There are 2315 well-kept vegetable, fruit and mulberry gardens around the Meriç, Tunca and Arda rivers in Edirne. Apricots, plums, quinces, mulberries, medlars and other fruits are abundant. There are 19476 pieces of vineyards in 37 places in Istanbul Yolu, Kıyık, Tekke Kapı, Yeni İmaret and Yıldırım districts. 300 million kilos of wine and 4,600,000 kilos of raki are produced from grapes annually. Most of the wine is exported to Europe.

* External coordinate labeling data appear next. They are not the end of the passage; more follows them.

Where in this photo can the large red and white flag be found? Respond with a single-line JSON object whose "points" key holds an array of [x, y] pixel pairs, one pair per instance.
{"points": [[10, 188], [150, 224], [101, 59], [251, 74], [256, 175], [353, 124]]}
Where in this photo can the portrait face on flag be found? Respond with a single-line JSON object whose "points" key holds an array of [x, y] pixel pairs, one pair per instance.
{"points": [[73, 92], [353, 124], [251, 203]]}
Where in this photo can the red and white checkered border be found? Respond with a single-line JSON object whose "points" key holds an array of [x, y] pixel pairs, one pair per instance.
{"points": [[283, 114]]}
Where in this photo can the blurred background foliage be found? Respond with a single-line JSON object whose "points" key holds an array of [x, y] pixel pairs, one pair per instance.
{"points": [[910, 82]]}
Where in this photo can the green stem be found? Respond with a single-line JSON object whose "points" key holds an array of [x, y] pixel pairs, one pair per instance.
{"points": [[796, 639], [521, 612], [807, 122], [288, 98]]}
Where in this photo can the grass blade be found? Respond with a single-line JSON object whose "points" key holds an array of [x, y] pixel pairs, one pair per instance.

It was occupied by the Bulgarians during the Balkan War (1912-1913). The city, which was transferred to Bulgaria with the peace agreement accepted after the First Balkan War, joined Turkish territory again after the Second Balkan War, which broke out before the ink of the agreement was even dry. Following the defeat of the Ottoman Empire in World War I, Edirne was occupied by the Greeks in July 1920; With the successful conclusion of the War of Independence, it finally came under Turkish sovereignty on 25 November 1922 (Liberation of Edirne). The border of the province took its current form when Karaağaç, which was taken back from Greece as war compensation by the Treaty of Lausanne, joined Turkey on September 15, 1923. The Lausanne Monument, built in memory of the treaty, is in the Karaağaç neighborhood of the district.


Arts and culture

Since it was once the capital of the Ottoman Empire, the city is decorated with historical monuments such as inns, mosques, bazaars and stone bridges.

Social complexes
II. Beyazıt Social Complex
Selimiye Complex
Selimiye Mosque, which Mimar Sinan called "my masterpiece", Üç Şerefeli Mosque and Eski Mosque, and Dar-ül Hadis Mosque in Edirne constitute the most important works of Edirne.

In the city, there are the Italian Catholic Church located in Kaleiçi, which belongs to the Christian culture, the Sv. (Святой) Georgi Bulgarian church located in Kıyık and the Sv. Georgi Church located in Kirişhane. There is the Bulgarian Church of Constantine-Elena. There is also the Edirne Great Synagogue in Kaleiçi, which belongs to the city's Jewish minority. This is the largest synagogue within the borders of Türkiye and the 3rd largest synagogue in Europe.

Grand bazaars
It has three covered bazaars named Selimiye Arastası, Bedesten and Alipaşa.

Edirne Palace
From the palace used during the Ottoman period, there is no building left from those times except the Justice Pavilion, which is the symbol of justice today, with a sense of desire and a lesson in front of it. Restoration work continues in the Kum Pavilion Bath, and works have been completed in Matbah-ı Amire (Palace Kitchen), where restoration work has begun, as of 2013. The palace kitchen will be turned into a museum.

Edirne was one of the important centers of tile and ceramic art during the Ottoman period. The tiles of the palaces and important buildings in Edirne are the products of the city's artistic tradition.

The handicraft style in Edirne is called "Edirnekâri" (Edirne work). The handicrafts in Edirne have been appreciated for their high quality since the time it was the capital of the Ottoman Empire. Today, this tradition continues in wood and carving; It manifests itself with patterns made with paint on wooden materials such as chests and cabinets. Lacquer container and box making, flower painting, bookbinding, calligraphy (especially talik writing), wood carving and tombstone making are other handicrafts in Edirne.

Today, broom making continues to exist as a handicraft. Miso soap making, which has become a touristic activity, is another traditional handicraft.